Честно говоря, мне мучительно хотелось в отпуск, и я очень быстро научился ходить строевым шагом.
Половица, кстати, была самая обыкновенная — доска, коричневая краска, четыре гвоздя — два и два. И чуть-чуть прогибалась.
Я маршировал каждый вечер. Я стаптывал сапоги, сушил ноги, у меня стали синими пятки. Я прослыл сумасшедшим. Мне уже снились древесный хруст и нога, проваливающаяся в пустоту. Когда я бил ногой, у меня зверело лицо. Каждый шаг мой — сильный, нарастающий — это шаг домой. Я чувствовал это предметно.
Я уже никогда не шаркал. Даже в простом шаге, в личное время нога сама невесомо взлетела и красиво шмякалась в землю, настойчиво и сильно. Я и без сапог ходил так же, и только так.
Ротный с интересом разглядывал половицу. Она сильно посветлела, с нее облетела краска рваными островами, и стали выламываться щепки.

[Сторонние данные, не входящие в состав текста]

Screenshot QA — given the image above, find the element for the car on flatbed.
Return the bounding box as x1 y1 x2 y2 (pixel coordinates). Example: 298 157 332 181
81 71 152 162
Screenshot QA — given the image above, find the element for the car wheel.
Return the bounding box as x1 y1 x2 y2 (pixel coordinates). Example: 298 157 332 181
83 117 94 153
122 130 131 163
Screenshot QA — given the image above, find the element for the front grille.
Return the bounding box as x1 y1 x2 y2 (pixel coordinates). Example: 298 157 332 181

Но не только это отличало данную половицу. Когда перед моим дембелем в казарме перестилали полы, оказалось, что именно эта половица лежала впритирку ка бетонной балке — все остальные имели под собой какой-то запас пустоты, и лишь она — впритирку, тесно, непоколебимо. Только слегка покачивалась.
Ротный сиял. Он думал, теперь я перестану махать руками и стучать ногой. Он ошибся. Сняв сапоги, я хожу точно так же, вызывая общее недоумение и смех, ищу братьев своих по отмашке рук, по подъему носка и выдерживанию равнения, по неслышному маршу и буханию каблуком в ненавистный асфальт.

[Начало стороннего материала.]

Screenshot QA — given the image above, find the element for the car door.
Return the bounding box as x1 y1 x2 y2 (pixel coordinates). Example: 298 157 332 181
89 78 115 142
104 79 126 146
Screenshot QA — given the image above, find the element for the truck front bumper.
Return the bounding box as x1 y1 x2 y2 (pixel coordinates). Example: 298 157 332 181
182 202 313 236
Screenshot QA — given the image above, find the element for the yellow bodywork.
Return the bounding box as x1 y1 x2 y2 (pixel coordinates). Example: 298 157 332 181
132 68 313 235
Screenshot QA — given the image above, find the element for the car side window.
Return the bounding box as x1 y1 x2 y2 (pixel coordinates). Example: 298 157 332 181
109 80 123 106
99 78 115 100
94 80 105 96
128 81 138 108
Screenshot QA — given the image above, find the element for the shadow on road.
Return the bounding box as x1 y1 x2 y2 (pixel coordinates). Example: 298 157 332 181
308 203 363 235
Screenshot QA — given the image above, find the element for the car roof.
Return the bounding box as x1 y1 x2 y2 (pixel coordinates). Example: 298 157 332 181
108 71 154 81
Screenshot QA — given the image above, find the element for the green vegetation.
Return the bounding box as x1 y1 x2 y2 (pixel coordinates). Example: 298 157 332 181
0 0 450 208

Хотя иногда мне становится страшно, когда я понимаю, что армия и жизнь — это разные вещи, хоть и правятся одинаковыми законами. И чем сильнее стучишься ты в землю — тем скорее она тебя пустит. Те, кто шаркает, действительно дольше ходят по казарме, те, кто пытается оставить следы, действительно скорее едут в отпуск.
Но у меня есть надежда: когда мы устанем ходить, когда с бессрочными отпускными билетами мы отправимся наверх или вниз, мы сделаем это ногами вперед — смотрите на них, в этом смысл; и тот, кому велено разбираться, кто должен решить для себя, а значит — для всех, — и пометить себе в бумажке что и как, он легко поймет и отделит розовые, нежные пятки тех, кто всю жизнь давил живое, ходил по плоти и цветам, от черных, потресканных, раздутых, мозолистых пяток искателей правды, гонимых поэтов, безвестных бродяг, не сдавшихся беглецов, несчастных пророков, честных бедняков и неутомимых пешеходов — детей.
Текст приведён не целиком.